LINK_IsHalted() returns ERROR

This site uses cookies. By continuing to browse this site, you are agreeing to our Cookie Policy.

  • LINK_IsHalted() returns ERROR

    Setup:
    IDE = IAR 6.30.6.3387
    JLink = JLink ARM v8 (SWD with no SWO)
    Device = STM32F051x8
    JLink DLL Version = 44201
    According to my project settings the SWO Clock is set to 2000kHz, however in the cspy log I see the following:
    T143C 004:705 JLINK_GetSpeed() returns 0x20 (0000ms, 4656ms total)
    T143C 004:705 JLINK_SetMaxSpeed() (0001ms, 4656ms total)

    Problem:
    I have two development boards (Rev1 and Rev2).
    Rev 2 has some layout changes but no functional or part value changes (especially in the SWD area)
    I am using the exact same code/project on both boards.
    On Rev 1, I have no problems what so ever with debugging.
    On Rev 2, I get 'Failed to get CPU status after 4 retries' very often when debugging. Not every time, but at least 7 of 10 times once I hit the download and debug button.


    Investigation:
    When I look at the cspy outputs I notice that the return code to JLINK_IsHalted Command is ERROR on the Rev 2 board when I get the error dialog from IAR. On the Rev 1 board I only ever get FALSE/TRUE return codes.

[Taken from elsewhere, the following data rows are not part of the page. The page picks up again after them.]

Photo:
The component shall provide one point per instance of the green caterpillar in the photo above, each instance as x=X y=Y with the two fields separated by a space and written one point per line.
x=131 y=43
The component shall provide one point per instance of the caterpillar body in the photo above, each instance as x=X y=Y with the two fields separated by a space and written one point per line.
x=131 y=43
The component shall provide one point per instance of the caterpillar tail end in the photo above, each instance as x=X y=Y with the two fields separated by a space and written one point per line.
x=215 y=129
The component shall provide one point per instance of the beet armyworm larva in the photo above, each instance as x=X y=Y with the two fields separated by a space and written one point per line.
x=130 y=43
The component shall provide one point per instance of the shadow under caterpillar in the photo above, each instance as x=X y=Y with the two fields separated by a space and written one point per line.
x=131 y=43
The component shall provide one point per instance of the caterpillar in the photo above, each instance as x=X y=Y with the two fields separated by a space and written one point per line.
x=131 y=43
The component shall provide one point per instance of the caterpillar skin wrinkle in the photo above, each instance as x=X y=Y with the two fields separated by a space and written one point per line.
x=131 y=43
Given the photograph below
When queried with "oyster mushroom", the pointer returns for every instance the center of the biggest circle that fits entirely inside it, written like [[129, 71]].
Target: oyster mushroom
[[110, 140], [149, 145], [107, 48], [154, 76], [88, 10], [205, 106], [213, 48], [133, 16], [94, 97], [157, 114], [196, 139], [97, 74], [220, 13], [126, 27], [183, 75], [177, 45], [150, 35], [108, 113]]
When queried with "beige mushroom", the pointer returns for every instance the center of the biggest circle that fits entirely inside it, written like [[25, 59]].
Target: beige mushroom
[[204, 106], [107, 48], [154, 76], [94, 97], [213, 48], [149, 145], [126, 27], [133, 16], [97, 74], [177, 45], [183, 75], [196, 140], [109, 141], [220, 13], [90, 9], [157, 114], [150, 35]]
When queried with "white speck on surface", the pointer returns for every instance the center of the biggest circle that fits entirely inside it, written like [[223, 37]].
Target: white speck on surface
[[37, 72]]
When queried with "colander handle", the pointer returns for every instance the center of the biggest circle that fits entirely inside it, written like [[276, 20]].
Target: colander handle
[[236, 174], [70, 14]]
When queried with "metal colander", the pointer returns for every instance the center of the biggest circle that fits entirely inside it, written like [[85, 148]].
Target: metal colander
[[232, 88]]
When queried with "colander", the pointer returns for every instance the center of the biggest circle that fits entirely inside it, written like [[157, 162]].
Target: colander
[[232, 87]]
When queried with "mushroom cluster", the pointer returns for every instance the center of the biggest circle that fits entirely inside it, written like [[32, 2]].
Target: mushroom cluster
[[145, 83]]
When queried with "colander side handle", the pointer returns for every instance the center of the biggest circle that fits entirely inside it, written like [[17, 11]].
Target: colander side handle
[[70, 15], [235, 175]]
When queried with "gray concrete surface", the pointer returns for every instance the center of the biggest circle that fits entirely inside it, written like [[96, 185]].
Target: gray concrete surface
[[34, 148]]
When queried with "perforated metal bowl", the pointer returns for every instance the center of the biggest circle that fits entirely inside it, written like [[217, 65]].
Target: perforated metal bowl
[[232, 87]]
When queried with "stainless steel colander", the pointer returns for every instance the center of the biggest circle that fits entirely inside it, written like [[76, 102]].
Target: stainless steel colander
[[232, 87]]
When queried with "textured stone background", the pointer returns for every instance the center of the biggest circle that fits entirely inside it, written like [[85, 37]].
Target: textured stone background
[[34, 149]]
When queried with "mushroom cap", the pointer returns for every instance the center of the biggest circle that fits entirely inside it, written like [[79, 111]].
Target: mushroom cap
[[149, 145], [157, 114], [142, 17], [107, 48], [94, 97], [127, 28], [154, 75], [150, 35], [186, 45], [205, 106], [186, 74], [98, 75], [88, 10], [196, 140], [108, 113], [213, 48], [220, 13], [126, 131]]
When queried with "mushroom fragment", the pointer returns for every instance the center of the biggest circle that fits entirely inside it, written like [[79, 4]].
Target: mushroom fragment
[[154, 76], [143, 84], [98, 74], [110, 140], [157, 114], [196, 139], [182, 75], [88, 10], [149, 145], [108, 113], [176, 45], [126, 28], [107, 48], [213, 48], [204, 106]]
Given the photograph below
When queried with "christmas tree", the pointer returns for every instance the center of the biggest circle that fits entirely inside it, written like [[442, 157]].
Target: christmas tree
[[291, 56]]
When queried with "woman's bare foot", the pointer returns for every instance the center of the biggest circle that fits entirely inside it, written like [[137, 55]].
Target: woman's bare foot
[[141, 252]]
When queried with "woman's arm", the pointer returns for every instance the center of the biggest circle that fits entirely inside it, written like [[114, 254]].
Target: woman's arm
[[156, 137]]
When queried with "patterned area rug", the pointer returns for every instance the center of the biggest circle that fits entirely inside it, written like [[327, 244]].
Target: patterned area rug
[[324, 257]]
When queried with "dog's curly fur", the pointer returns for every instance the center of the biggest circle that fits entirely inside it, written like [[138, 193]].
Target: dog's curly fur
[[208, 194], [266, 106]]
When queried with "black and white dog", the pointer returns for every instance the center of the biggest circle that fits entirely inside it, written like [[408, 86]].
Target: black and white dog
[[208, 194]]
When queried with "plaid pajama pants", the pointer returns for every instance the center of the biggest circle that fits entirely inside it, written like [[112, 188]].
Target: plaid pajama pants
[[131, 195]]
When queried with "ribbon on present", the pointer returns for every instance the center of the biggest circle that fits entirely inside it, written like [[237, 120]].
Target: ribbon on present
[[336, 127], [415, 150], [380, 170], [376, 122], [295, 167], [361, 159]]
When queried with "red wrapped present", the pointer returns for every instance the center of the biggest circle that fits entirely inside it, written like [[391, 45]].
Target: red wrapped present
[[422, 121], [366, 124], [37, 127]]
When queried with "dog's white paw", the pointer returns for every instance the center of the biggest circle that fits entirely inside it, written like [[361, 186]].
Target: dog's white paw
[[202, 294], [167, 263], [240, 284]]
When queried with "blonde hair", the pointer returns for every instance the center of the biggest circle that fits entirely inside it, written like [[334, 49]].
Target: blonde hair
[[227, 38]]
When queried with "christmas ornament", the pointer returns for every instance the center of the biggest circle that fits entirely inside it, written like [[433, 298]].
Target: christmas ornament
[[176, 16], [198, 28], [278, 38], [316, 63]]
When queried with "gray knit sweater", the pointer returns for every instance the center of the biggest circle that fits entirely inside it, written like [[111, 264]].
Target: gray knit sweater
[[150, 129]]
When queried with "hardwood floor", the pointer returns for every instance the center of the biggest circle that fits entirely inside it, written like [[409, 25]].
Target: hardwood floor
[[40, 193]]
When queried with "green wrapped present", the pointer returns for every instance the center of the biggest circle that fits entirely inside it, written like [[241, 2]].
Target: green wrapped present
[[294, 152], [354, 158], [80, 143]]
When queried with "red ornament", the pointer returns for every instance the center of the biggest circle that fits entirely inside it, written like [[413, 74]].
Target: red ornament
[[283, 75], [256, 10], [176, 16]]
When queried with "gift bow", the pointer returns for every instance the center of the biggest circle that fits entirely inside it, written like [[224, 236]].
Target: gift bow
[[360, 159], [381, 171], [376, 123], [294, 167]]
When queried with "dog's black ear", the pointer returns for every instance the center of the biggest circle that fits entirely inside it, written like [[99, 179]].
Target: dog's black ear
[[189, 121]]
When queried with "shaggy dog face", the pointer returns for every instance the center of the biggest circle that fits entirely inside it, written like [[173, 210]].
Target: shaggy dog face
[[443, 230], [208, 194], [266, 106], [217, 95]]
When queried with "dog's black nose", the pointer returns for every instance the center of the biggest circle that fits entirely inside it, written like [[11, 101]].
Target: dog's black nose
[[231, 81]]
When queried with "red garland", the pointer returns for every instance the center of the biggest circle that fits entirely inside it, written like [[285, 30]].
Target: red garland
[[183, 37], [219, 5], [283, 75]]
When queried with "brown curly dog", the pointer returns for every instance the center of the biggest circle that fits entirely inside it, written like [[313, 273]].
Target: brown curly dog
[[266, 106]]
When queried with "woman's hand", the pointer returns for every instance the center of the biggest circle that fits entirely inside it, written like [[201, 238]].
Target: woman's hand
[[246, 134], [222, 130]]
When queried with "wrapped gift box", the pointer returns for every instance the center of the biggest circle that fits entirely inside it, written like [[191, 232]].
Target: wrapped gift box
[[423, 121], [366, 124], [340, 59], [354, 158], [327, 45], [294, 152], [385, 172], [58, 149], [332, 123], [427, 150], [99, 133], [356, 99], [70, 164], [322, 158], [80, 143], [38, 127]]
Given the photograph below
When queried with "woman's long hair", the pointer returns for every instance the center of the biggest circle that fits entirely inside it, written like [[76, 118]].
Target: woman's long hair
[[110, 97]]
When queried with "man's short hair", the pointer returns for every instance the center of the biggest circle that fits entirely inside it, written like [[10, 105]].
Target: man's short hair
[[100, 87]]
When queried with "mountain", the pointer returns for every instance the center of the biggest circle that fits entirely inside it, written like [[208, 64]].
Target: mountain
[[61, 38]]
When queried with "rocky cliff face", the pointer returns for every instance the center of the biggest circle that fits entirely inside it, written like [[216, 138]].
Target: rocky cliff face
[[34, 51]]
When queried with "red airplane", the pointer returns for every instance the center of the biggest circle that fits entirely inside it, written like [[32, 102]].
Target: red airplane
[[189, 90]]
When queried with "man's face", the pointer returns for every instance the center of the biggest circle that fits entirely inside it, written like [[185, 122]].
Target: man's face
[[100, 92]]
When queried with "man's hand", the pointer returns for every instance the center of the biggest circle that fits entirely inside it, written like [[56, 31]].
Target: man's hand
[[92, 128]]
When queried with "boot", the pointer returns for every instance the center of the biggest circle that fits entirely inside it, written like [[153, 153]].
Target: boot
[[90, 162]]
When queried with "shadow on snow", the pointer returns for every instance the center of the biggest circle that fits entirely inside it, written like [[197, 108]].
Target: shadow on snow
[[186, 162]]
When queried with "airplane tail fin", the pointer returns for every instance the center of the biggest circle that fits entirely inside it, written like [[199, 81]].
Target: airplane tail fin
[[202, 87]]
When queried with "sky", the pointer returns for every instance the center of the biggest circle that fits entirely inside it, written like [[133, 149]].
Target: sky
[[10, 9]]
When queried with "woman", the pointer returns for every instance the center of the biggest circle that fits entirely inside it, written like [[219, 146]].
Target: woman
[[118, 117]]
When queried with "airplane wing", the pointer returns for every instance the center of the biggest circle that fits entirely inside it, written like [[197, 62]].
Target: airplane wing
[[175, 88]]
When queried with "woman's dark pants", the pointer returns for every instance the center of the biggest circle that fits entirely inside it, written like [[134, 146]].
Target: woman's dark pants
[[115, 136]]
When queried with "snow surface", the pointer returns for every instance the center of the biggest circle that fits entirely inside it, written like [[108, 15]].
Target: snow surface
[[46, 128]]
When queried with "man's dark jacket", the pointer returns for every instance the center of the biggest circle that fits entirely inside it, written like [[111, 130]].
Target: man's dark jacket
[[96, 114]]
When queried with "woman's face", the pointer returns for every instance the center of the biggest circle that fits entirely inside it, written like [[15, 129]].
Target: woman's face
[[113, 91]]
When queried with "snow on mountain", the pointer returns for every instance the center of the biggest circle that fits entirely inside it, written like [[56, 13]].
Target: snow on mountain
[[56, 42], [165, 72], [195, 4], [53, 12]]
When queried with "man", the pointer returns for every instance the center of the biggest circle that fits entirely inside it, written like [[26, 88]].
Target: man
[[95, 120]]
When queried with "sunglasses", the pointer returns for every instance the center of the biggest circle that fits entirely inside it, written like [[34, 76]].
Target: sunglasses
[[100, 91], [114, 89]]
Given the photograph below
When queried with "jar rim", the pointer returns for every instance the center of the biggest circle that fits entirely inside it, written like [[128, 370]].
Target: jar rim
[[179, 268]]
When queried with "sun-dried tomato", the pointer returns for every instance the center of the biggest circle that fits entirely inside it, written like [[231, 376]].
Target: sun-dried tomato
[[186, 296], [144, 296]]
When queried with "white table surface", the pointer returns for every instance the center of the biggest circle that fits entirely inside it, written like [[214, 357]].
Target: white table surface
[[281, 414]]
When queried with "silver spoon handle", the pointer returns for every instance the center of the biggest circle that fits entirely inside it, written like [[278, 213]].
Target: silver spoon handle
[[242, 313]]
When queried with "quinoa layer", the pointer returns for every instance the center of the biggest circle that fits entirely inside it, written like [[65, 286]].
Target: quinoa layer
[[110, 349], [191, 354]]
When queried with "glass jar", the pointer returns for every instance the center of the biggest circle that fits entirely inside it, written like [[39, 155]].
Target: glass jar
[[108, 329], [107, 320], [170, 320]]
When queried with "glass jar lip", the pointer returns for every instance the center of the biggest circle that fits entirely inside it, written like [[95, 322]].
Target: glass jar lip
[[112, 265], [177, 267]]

    T1C68 023:679 JLINK_WriteMem(0xE000EDFC, 0x0004 Bytes, ...) -- Data: 00 00 00 01 -- CPU_WriteMem(4 bytes @ 0xE000EDFC ) returns 0x04 (0001ms, 6171ms total)
    T1C68 023:680 JLINK_WriteMem(0xE0001028, 0x0004 Bytes, ...) -- Data: 00 00 00 00 -- CPU_WriteMem(4 bytes @ 0xE0001028 ) returns 0x04 (0001ms, 6172ms total)
    T1C68 023:681 JLINK_WriteMem(0xE0001038, 0x0004 Bytes, ...) -- Data: 00 00 00 00 -- CPU_WriteMem(4 bytes @ 0xE0001038 ) returns 0x04 (0001ms, 6173ms total)
    T1C68 023:682 JLINK_Go() -- CPU_WriteMem(4 bytes @ 0xE0002008 ) -- CPU_WriteMem(4 bytes @ 0xE000200C) -- CPU_WriteMem(4 bytes @ 0xE0002010) -- CPU_WriteMem(4 bytes @ 0xE0002014 ) (0006ms, 6174ms total)
    T1C68 023:689 JLINK_IsHalted() returns FALSE (0000ms, 6180ms total)
    T1C68 023:691 JLINK_IsHalted() returns ERROR (0000ms, 6180ms total)
    T1C68 023:691 JLINK_IsHalted() returns ERROR (0001ms, 6180ms total)



    Questions:
    1) What exactly is the JLINK_IsHalted command considering an "ERROR"?
    2) Is there a way to script out the IAR debug sequence exactly so that I can attempt to replicate the failure outside of IAR. That way I have a mechanism to reproduce the problem for the hardware guy. (Also, so I can confirm the failure is fixed when a "fix" is found). I have tried using the JLink Command line tool, but I don't see an explict IsHalted Command. Note: I tried running the 1000 HaltGo test and did not have any issues on both boards.
    3) Any suggestions about signal integrity on the SWD signal lines? Possibly what irregulaties I should be looking for if I probe the lines.
    4) I don't see how the actual software running on the micro can be affecting the debugger, is this a good/accurate assumption?
    5) Any other suggestions on how to more efficetly reproduce the problem and/or suggestions on how to fix the issue.
    Images
    • HardwareDebugIntermittentFailure.png

      12.24 kB, 332×237, viewed 960 times
    Files
    • cspy_bad.txt

      (746.1 kB, downloaded 902 times, last: )
    • cspy_good.txt

      (471.18 kB, downloaded 930 times, last: )
  • Hello,

    1) What exactly is the JLINK_IsHalted command considering an "ERROR"?

    As the description indicates, this is returned if an error occurred. Usually this means that the J-Link <-> Target communication did not work properly and J-Link got a illegal/invalid response from the target.

    4) I don't see how the actual software running on the micro can be affecting the debugger, is this a good/accurate assumption?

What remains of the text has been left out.